Söze asaletini teslim ediyor Sedat Yılmaz. Asırlık söz geleneğinden devşirilen nezaketli ve incelikli kelimeler ve anlatımlarla şekillenen, içtenlikli ve geleneksel bir sohbet havası ve ikliminde gelişen Asitâne romanına, eski ama eskimeyen zamanlara dair estetik kelâmın sözel bir ziyafeti diyebiliriz.
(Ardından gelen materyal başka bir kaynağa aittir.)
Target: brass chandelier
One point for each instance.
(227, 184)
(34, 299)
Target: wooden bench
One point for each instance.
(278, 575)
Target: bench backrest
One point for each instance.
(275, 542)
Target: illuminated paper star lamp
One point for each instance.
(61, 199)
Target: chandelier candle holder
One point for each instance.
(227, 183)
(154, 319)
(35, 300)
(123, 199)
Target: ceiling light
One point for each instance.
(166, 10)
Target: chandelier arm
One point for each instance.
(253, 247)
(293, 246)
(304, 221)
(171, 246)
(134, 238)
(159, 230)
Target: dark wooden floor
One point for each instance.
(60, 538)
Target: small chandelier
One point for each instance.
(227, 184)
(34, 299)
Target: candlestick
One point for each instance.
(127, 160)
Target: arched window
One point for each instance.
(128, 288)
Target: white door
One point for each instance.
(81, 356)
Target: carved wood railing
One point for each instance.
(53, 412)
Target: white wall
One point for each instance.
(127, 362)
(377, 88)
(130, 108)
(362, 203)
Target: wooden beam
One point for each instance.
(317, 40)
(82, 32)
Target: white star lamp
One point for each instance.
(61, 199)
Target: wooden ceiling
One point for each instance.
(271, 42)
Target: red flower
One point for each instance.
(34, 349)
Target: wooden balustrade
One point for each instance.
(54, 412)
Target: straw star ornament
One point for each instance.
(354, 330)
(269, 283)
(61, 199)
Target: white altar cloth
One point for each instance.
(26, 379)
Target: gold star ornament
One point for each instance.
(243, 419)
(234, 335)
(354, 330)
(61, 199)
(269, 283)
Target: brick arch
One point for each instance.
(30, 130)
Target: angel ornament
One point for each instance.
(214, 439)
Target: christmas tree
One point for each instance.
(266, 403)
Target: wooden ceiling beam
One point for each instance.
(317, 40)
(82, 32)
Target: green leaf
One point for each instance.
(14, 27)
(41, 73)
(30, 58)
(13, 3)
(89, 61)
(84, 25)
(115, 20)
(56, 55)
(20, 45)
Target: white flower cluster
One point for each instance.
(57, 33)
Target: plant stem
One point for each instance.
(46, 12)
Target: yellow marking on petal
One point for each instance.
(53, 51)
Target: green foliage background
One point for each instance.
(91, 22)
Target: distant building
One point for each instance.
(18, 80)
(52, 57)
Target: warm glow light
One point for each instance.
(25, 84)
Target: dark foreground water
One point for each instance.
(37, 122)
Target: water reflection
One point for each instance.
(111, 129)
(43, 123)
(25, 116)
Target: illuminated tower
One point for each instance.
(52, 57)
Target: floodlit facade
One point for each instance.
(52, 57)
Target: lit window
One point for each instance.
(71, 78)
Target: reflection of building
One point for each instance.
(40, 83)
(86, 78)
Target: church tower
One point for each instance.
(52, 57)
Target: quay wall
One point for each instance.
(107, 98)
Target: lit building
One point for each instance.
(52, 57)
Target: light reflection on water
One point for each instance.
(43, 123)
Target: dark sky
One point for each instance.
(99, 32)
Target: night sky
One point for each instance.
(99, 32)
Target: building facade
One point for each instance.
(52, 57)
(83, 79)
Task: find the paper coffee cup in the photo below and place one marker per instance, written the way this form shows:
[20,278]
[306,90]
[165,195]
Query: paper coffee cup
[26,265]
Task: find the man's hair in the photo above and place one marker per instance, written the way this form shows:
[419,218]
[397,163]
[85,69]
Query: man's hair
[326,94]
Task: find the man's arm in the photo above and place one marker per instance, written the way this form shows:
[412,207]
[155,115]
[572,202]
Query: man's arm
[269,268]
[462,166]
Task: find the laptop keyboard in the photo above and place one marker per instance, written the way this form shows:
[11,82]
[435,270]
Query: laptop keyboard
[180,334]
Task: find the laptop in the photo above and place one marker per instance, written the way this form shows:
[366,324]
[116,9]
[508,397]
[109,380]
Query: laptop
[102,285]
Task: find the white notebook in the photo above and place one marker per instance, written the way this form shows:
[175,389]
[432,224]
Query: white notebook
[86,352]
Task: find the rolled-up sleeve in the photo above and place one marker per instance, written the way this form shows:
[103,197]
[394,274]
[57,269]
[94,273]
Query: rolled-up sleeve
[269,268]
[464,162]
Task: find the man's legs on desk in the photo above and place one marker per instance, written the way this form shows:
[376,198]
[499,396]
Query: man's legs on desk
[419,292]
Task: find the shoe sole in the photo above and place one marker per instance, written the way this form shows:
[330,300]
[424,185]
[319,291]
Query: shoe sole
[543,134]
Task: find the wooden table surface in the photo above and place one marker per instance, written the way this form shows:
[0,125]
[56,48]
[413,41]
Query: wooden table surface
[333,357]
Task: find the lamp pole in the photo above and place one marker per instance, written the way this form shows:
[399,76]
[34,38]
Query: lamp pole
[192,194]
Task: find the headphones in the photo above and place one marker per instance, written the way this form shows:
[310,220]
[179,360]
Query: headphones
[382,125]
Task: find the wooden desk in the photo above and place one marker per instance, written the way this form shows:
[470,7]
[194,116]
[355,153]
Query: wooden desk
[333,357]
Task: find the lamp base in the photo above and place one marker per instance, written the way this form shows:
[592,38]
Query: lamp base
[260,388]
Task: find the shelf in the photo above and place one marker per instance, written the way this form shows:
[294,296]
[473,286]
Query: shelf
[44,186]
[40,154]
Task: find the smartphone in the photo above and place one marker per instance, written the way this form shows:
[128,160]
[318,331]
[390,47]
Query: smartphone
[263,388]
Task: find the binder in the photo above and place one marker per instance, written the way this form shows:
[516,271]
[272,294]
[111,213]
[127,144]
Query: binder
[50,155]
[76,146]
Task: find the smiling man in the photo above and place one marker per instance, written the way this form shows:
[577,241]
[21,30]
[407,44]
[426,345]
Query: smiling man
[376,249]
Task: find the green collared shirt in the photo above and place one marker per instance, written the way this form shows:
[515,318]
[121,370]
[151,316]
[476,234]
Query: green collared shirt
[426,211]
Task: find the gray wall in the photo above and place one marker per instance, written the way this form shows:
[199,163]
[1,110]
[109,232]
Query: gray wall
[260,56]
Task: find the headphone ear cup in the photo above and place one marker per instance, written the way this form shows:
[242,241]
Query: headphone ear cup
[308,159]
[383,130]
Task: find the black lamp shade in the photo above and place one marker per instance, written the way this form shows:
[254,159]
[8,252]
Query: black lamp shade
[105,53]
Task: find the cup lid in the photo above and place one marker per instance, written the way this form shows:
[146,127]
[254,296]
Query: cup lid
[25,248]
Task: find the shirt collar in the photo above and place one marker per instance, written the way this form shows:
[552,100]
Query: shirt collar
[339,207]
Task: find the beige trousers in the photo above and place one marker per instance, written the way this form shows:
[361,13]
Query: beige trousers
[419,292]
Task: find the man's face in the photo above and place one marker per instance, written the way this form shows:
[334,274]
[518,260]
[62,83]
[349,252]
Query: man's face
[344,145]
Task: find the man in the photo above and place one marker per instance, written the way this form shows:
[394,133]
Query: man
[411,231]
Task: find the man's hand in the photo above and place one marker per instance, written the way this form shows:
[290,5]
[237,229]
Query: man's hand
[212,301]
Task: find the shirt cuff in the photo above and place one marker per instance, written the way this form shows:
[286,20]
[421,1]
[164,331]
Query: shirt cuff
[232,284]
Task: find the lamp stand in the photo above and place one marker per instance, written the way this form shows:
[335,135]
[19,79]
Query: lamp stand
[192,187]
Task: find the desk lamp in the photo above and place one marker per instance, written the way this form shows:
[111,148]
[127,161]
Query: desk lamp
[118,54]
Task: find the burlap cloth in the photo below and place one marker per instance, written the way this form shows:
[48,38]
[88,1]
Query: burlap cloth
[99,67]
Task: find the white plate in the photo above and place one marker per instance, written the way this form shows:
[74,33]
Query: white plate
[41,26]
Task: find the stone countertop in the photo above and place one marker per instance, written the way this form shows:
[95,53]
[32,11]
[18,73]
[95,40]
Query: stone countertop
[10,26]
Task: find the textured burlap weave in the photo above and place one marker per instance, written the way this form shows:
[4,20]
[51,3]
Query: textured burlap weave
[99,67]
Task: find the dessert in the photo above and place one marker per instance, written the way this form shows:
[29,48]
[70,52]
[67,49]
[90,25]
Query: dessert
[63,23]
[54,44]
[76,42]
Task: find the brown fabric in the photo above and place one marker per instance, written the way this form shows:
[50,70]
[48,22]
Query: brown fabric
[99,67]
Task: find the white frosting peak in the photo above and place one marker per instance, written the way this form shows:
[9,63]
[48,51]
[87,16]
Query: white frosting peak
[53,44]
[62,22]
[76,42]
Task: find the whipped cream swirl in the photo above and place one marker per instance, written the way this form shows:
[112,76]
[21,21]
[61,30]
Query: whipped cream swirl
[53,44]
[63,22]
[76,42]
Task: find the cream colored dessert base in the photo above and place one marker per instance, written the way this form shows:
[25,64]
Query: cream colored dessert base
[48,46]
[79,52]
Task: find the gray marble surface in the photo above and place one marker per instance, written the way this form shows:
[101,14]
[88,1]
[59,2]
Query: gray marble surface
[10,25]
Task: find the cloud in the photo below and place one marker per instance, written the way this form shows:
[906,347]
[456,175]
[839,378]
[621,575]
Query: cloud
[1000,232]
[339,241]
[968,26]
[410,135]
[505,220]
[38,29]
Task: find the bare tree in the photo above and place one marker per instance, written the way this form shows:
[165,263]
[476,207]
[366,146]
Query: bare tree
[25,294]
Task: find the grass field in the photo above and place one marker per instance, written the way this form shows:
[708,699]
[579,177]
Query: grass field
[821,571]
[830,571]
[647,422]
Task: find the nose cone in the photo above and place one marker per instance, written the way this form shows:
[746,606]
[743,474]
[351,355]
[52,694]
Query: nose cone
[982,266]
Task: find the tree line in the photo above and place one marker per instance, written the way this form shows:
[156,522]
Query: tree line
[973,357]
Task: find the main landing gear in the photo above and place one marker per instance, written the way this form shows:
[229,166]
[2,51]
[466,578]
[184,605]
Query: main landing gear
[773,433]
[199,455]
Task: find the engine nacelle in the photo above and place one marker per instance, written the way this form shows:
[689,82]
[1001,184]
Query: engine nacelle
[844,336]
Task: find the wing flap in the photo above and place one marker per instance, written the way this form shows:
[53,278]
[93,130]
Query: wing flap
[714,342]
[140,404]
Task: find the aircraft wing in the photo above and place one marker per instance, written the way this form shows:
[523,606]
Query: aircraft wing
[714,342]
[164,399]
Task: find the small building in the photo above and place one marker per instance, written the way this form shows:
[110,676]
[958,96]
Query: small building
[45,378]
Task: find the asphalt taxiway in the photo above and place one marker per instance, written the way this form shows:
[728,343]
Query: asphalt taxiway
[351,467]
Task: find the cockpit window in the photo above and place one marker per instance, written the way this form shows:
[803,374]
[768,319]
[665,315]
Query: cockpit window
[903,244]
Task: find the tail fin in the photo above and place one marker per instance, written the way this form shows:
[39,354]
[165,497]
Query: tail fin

Asitâne boyunca, samimi bir sohbet halkası eşliğinde Söz'ün ve Aşk'ın ruhunuza yansıyan şualarında, latâfet ve zarâfetin serin deryasında, Tasavvuf'un ve Kelâm'ın hikemî mekânlarında ve Dünya içre yaşamınızda bir pir-i fâni, garip bir yolcu olduğunuz gerçeğine rastlayacak, fenâ âleminden bekâ âlemine yönelik bir yolculukta edeple taçlanmış bir 'edebiyat'ın eskil-estetik tadına varacak, kaybolan değerlerin, yitirilen ses ve söz ambarının ağır ve koyu hüznünü duyacak, bugüne dair bakışta da Öz'e dair yeni farkındalıklar elde edeceksiniz.
Sedat Yılmaz, Asitâne romanıyla Sözün Düşüşü'ne kelimelerin boca edildiği bu yapma ve yapay post-kültürel bir zamanda Söz'ü tutup ayağa kaldırıyor, Söz'e ve Söz Ustalarına, Erlere, Erenlere, Pirlere hak ettiği yeri veriyor, Söz'ün Ruhu'nun ölmediğini Gelenek'ten el alan mahir zekâsı ve sözü biçimlendirme yeteneğiyle önümüze, ufkumuza, gönlümüze seriyor.
Asitâne, uzun zamanlardır binbir karmaşa ve kaos içinde yitirdiğimiz Ruh Denizlerine sözel-estetik bir fener tutuyor.